In ihrer „Chronik der verschwundenen Götter“ schickt Chris­tine Weber ihre Prota­gonis­ten auf eine bei­nahe klas­sische Quest. Kurai und Shiro, aus deren Blick­win­keln die Hand­lung auch ab­wech­selnd er­zählt wird, bil­den dabei die eigent­lichen Prota­gonis­ten, wäh­rend den ande­ren Mit­rei­sen­den Val, Ignis und dem jungen Frex eher die Rolle von Side­kicks zu­kommt. Was es dabei mit dem Ver­schwin­den der Göt­ter auf sich hat, wird in die­sem Band nicht ein­mal an­satz­weise auf­ge­klärt. Das dürfte den bei­den wei­teren Tei­len die­ser Fan­tasy-Tri­logie vor­be­hal­ten blei­ben. Ihre Span­nung ge­winnt diese Story auch aus der Tat­sache, dass alle An­ge­höri­gen der ‚Reise­gruppe‘ ihre eige­nen Ge­heim­nisse vor­ein­ander haben, wobei dem Leser bis­her nur die Shiros und Kurais be­kannt sind.

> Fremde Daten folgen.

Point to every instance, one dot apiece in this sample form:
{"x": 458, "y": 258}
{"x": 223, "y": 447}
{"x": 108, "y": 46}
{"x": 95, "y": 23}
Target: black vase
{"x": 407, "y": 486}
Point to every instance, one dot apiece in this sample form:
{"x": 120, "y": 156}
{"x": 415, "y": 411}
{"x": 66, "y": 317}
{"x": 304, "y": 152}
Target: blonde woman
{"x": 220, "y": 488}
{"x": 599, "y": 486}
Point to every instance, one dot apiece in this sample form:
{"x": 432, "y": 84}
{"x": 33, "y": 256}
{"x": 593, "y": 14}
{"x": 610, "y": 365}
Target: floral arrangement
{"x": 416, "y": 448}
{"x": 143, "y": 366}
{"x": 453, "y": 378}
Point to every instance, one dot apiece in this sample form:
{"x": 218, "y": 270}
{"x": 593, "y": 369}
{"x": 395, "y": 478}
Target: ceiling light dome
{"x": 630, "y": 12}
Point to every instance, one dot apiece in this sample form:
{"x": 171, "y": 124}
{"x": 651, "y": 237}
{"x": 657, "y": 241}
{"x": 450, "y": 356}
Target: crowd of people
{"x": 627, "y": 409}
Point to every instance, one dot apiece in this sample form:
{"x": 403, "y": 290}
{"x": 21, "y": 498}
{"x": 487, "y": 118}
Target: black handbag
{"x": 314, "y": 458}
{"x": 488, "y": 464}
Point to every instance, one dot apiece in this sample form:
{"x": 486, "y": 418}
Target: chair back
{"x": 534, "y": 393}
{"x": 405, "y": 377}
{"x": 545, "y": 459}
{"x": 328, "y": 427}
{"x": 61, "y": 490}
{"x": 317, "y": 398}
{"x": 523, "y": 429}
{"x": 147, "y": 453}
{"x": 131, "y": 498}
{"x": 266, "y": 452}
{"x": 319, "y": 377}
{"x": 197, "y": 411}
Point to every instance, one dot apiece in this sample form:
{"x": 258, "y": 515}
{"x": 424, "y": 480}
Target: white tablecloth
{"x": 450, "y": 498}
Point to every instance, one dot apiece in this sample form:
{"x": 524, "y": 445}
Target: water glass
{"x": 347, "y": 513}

Die Autorin erzählt die Geschehnisse wechselweise aus der Sicht Shiros und Kurais, wo­bei beide dann auch je­weils als Ich-Erzä­hler die­nen. Zu Be­ginn der Ge­schichte, spe­ziell im Rah­men von Kurais Tätig­keit beim Mili­tär, stört ex­tre­mes Gen­tern den Lese­fluss teil­weise er­heb­lich. Stän­dig wird bei Solda­ten, Hei­lern und Be­schwö­rern durch Nen­nung bei­der Vari­anten da­rauf hin­ge­wie­sen, dass es in die­sen Tätig­kei­ten beide Ge­schlech­ter gibt. Im wei­teren Ver­lauf er­üb­rigt sich diese Pro­ble­ma­tik aller­dings alleine da­durch, dass den ent­sprechen­den Be­rufs­grup­pen dann in der Hand­lung keine Rolle mehr zu­kommt. Die Ge­schichte, die auch im Genre eher un­ty­pische An­satz­punkte nutzt, macht Lust auf die wei­teren Ent­wick­lungen. Dabei bleibt nur zu hof­fen, dass der Gen­ter-Wahn­sinn, der den Ein­stieg in die­sen Band er­schwert, nicht zu­rück­kehrt. Das könnte das Ver­gnü­gen am Wei­ter­lesen anderen­falls deut­lich dämpfen.

Fazit:

Interessante Charaktere und eine interessante Handlungsidee kön­nen das Ge­fal­len an die­ser Welt trotz klei­ner Schwä­chen wecken.